This is the most action-packed book of the bunch – on the go from start to finish. I never knew a criminal that looks like a mad French painter racing around like a maniac with a bucket of adhesive paste could be so much fun and dangerous to boot. Paste -Pot Pete was always my guilty pleasure in these early days of Marvel. I was sad to see Pete had changed his name to the Trapster when the Frightful Four were formed and introduced in issue #36 of the Fantastic Four. Paste-Pot Pete’s next appearance is in the Marvel Key – Strange Tales #110 when he teams up with The Wizard to take on the Human Torch, and some guy named Doctor Strange makes his first appearance in the back-up story.
Strange Tales #105
The Return of the Wizard
The Wizard escapes from prison and challenges the Human Torch to another battle. Sue Storm is afraid for Johnny and asks Reed Richards and the Thing to help out. They pass – saying Johnny has to learn to stand on his own two feet. The Human Torch is on his way to meet the Wizard. The Invisible Girl follows only this time she is more of hindrance to the Torch than a help, as she was in the first go round with the Wizard. Johnny spends most of time getting Sue out of traps, while trying to elude the Wizard. The Torch finally gets the Wizard with a flaming saw (complete with handle) to cut through the roof above the Wizard’s head. The content of the roof falls on the Wizard knocking him out cold. The police arrive and take the Wizard back to jail. Johnny playfully teases Sue about all her “help” in catching the Wizard as this issue comes to an end.
Strange Tales #106
The Threat of the Torrid Twosome
Our story begins with the Human Torch working through a test Reed Richards had devised for him. Sue Storm has a visitor named Carl Zante – The world’s greatest acrobat and he wants to meet Johnny Storm the Human Torch. Johnny arrives and is surprised to find out the whole world knows Johnny Storm and the Human Torch are one and the same. Carl Zante wants the Human Torch as a partner, working on cases solving crimes – for money. Zante plants a seed in Johnny’s (tiny) brain that Reed Richards is using him and that he should be making lots of money. The ploy works and Johnny joins Zante and form The Torrid Twosome. There first case is to save a man trapped in a safe from suffocating to death. This is a ruse by Zante who just wants to rob the bank. Once inside Zante douses the Human Torch’s flame and then shoots him. He grabs the money and when he gets out of the bank is confronted by the rest of the Fantastic Four. They have him dead to rights but a very angry Human Torch comes out of the bank and proclaims “he’s mine”. The Torch melts the ground beneath Zante’s feet and he is caught. The Torch apologizes to his team mates, as they are re-united once more, and stroll off in to the end of the book and our Arc & Run.
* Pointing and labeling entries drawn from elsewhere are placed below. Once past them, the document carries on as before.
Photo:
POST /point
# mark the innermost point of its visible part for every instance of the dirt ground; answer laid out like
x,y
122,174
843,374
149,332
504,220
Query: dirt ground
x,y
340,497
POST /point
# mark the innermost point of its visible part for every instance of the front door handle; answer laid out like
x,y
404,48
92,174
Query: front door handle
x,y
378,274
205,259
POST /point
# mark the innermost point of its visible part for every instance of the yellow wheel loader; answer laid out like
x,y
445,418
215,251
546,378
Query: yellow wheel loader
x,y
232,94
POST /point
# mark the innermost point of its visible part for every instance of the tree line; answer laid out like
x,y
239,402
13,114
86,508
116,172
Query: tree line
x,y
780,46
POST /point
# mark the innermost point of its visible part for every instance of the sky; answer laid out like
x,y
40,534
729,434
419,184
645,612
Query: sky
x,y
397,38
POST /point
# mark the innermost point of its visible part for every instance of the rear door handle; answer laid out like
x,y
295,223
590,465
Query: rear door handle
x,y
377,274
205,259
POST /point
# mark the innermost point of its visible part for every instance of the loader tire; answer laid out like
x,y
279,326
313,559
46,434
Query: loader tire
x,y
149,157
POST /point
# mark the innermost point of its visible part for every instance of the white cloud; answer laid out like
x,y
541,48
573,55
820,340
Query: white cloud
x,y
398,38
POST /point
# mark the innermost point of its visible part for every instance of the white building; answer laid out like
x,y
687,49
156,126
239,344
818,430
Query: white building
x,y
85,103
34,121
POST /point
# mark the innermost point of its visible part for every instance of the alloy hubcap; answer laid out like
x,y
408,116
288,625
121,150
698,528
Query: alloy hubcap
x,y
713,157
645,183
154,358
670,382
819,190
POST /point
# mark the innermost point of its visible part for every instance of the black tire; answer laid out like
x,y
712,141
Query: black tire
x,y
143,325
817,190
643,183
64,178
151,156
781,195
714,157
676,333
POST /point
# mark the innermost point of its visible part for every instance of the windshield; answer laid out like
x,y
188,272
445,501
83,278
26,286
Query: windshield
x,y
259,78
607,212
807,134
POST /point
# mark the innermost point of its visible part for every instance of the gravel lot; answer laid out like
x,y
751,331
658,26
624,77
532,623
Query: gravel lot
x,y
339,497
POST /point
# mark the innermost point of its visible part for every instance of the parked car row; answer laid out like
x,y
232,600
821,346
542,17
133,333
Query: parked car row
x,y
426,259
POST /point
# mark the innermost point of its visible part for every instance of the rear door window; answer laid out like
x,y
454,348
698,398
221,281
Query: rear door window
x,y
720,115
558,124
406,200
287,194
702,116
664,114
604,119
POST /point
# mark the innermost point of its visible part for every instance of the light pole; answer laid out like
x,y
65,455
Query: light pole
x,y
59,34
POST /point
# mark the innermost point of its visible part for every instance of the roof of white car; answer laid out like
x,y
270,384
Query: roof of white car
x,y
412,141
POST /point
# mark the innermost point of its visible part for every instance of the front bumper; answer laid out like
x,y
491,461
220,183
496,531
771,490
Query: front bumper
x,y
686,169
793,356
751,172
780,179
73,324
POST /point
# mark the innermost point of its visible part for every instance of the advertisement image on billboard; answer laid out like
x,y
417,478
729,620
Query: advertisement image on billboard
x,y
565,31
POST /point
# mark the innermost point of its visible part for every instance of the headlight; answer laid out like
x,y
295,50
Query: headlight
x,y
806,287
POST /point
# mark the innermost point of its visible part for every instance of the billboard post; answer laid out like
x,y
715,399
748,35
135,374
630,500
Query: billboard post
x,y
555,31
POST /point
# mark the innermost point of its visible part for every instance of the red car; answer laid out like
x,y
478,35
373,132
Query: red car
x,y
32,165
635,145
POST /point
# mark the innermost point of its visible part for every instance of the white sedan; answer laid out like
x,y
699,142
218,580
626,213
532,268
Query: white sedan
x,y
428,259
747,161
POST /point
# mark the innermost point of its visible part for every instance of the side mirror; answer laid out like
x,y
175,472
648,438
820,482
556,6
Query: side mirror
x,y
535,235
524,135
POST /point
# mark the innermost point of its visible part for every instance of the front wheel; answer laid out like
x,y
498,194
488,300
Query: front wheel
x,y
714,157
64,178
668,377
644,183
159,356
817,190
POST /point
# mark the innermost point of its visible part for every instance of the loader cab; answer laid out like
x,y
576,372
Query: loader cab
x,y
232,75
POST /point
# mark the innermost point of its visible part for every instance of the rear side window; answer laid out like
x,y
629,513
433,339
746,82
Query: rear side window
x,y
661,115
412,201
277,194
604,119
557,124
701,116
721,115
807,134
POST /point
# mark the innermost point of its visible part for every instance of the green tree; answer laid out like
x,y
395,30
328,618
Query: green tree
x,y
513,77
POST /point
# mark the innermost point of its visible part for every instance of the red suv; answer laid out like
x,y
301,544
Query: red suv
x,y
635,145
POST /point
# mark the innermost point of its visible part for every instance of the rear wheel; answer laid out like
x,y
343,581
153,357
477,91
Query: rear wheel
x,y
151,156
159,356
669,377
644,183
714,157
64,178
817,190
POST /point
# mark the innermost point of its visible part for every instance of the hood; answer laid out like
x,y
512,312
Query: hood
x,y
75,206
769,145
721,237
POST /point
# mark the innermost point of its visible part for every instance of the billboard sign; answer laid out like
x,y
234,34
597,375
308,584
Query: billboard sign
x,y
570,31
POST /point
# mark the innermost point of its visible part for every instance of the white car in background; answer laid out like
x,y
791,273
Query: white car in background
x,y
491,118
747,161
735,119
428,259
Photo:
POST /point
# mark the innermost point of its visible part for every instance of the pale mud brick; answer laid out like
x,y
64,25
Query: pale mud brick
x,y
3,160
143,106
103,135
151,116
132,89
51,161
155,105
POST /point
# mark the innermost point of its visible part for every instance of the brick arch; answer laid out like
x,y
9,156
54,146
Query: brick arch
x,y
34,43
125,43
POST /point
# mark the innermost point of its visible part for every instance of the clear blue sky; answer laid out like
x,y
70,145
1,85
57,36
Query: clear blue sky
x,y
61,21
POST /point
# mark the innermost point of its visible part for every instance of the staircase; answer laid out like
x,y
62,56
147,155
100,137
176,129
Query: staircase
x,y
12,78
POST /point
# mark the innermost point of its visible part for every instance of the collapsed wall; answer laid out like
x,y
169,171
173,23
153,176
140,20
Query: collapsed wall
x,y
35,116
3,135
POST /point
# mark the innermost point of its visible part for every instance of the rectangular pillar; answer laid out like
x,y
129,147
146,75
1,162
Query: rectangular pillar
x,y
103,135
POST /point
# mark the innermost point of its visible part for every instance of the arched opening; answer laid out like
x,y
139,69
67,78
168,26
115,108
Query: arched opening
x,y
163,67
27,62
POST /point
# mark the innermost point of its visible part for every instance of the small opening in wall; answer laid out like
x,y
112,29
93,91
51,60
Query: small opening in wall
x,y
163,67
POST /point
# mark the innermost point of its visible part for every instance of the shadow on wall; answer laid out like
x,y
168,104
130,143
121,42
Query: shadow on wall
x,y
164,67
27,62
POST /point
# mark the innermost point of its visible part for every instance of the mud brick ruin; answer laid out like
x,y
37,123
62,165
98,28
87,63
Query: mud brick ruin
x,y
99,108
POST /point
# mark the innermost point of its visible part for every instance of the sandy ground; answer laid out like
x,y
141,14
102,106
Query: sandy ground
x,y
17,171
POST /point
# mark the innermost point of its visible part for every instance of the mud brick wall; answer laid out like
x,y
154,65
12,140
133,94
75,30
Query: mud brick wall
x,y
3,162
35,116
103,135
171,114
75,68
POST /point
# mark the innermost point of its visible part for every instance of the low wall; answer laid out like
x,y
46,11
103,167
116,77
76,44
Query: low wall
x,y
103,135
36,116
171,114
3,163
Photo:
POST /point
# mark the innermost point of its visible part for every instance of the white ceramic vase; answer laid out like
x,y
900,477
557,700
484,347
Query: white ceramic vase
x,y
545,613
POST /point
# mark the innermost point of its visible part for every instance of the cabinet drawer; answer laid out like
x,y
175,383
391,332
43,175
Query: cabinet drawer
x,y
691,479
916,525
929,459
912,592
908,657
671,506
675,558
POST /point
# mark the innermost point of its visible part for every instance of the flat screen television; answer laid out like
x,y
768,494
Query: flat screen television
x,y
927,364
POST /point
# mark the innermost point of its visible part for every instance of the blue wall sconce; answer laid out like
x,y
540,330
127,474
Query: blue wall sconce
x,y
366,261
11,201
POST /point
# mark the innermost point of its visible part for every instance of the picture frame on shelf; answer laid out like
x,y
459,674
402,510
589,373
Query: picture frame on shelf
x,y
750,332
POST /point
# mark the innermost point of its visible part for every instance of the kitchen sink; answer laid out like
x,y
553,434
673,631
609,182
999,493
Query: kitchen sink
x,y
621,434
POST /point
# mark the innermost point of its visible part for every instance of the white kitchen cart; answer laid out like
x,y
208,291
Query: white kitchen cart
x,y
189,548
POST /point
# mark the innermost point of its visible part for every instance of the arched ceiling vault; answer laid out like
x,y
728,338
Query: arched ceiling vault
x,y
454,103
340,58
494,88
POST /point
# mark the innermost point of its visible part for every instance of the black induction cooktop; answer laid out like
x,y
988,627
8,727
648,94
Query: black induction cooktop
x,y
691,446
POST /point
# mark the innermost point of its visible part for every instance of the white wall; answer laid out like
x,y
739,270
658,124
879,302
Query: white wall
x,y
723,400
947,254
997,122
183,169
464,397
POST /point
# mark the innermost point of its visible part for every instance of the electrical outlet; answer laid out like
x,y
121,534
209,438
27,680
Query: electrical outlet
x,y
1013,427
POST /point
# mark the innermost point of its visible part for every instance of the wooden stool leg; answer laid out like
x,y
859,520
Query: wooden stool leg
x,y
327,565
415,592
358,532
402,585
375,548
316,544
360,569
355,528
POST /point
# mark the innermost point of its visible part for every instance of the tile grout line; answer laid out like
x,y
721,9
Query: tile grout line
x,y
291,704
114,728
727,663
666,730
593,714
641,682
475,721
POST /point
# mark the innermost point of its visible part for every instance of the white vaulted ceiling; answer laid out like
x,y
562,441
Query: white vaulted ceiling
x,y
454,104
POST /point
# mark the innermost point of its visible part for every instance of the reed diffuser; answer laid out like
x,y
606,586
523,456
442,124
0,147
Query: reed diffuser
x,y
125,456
Carl Zante plays a pivotal role in his next appearance in Strange Tales #114 disguised as Captain America. This was a try-out book for the potential re-emergence of Captain America and he did not too long after in the legendary Avengers #4.
March 1963 was also an important date in comics featuring the first issue of Amazing Spider-Man #1. The Fantastic Four were busy folks this month!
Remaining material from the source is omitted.